August 3, 2005

Jubilant Mauritanians celebrate end of Taya’s rule

By Ibrahima Sylla

NOUAKCHOTT (Reuters) - Jubilant Mauritanians celebrated the
overthrow of the country's president of two decades by military
leaders who quickly announced they planned to rule for up to
two years.

Hundreds of people took to the streets to shout and honk
car horns in celebration at the coup against President Maaouya
Ould Sid'Ahmed Taya, who was out of the country at the time.
The rally reflected frustration at what opponents called his
repressive rule.

Mauritanians awaited signs on Thursday of what to expect
next from a group of officers who said they seized power on
Wednesday to end more than two decades of "totalitarian" rule
by Taya, promising to rule for up to two years.

"The situation had reached a point where there had to be
change," said Mohamed Khouna Ould Haidalla, a former military
ruler and Taya's main challenger in 2003 elections.

"I'm sure that any change in these circumstances will be
welcomed by the people," said Haidalla, who has been arrested
several times on charges of plotting to oust Taya.

The overthrow was announced in a statement broadcast on
state media and signed by a "Military Council for Justice and

State radio later said the council would be headed by
Colonel Ely Ould Mohammad Vall.

The African Union and United Nations Secretary-General Kofi
Annan both condemned the seizure of power by force in
Mauritania, which hopes to start pumping oil next year.

The United States demanded that Taya be restored to power.

We "join the African Union in condemning the violence in
Mauritania. And we call for a peaceful return for order under
the constitution and the established government of President
Taya," State Department spokesman Tom Casey told reporters.

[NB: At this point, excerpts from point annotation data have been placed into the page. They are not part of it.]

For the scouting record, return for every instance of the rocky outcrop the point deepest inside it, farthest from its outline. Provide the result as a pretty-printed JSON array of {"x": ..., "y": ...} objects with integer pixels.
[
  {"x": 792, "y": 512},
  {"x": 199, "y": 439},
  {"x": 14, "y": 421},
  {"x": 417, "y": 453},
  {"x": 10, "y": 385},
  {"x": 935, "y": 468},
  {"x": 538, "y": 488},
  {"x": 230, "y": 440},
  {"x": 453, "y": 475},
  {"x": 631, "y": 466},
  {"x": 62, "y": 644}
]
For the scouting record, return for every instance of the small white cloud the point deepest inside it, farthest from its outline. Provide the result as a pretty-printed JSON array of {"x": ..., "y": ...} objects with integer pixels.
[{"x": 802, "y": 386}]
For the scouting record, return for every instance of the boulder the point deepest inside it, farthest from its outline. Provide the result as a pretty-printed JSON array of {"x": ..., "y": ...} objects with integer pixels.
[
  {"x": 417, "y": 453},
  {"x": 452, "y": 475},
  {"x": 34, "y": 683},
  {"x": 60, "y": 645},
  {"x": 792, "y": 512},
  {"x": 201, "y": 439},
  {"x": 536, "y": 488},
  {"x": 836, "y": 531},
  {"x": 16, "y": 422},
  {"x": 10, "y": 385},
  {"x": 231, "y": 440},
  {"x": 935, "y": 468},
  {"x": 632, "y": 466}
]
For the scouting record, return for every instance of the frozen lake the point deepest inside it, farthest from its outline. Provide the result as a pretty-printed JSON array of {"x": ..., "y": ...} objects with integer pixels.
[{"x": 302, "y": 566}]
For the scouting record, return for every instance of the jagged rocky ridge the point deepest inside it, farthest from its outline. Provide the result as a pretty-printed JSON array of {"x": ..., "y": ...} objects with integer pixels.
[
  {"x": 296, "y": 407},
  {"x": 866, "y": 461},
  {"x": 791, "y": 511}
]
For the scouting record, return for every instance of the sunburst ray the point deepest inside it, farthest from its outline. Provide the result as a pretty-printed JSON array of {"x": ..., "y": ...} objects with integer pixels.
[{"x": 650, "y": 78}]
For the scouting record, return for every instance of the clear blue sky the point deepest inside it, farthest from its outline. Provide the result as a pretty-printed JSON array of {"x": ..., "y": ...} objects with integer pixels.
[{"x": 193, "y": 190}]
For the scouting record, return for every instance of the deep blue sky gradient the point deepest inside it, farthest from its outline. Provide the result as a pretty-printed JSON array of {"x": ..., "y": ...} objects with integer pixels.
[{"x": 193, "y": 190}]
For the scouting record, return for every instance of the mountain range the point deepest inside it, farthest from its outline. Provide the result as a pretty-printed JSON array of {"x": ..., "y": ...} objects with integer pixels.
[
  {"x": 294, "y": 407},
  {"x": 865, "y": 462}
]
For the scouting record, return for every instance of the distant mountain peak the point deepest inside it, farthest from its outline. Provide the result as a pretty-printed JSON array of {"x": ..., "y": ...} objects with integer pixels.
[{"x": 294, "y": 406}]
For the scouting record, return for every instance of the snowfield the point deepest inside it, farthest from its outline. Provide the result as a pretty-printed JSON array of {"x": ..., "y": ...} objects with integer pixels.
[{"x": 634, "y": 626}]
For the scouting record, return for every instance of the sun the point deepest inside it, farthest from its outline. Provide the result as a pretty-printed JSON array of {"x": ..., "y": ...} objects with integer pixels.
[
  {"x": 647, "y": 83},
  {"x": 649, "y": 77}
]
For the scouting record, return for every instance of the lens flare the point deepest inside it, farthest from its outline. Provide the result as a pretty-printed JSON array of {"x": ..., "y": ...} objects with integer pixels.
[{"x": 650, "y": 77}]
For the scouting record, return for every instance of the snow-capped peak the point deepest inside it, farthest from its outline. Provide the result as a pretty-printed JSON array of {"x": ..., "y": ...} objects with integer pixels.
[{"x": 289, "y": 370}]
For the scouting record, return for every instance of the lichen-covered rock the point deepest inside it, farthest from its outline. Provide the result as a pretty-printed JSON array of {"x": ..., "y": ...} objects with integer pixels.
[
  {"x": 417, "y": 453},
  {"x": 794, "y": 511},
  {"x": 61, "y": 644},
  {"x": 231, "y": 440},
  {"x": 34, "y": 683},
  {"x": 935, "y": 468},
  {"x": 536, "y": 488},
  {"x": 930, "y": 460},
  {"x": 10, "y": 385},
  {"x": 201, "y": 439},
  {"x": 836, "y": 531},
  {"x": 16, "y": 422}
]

Mauritania has witnessed a series of uprisings and
attempted military coups in recent years.

Taya, who first seized power in a 1984 putsch, has angered
many Arabs in the country by shifting support from former Iraqi
president Saddam Hussein to Israel and Washington in the 1990s.

Taya, who was in Saudi Arabia for King Fahd's funeral on
Tuesday, landed in Niger's capital hours after news of troop
movements in Nouakchott. His PRDS party denounced the coup.

There were no immediate reports of any casualties during
the coup, although gunfire rang out briefly near the presidency
building on Wednesday and the airport was closed.

Mauritania, an Islamic Republic, is one of only three Arab
League member states that have diplomatic ties with Israel. It
is also considered one of the most repressive countries in the
region toward Islamist movements.

Troops nearly toppled Taya in 2003 during two days of
fighting in Nouakchott, before loyalists prevailed. The
government says it foiled two coup bids in 2004.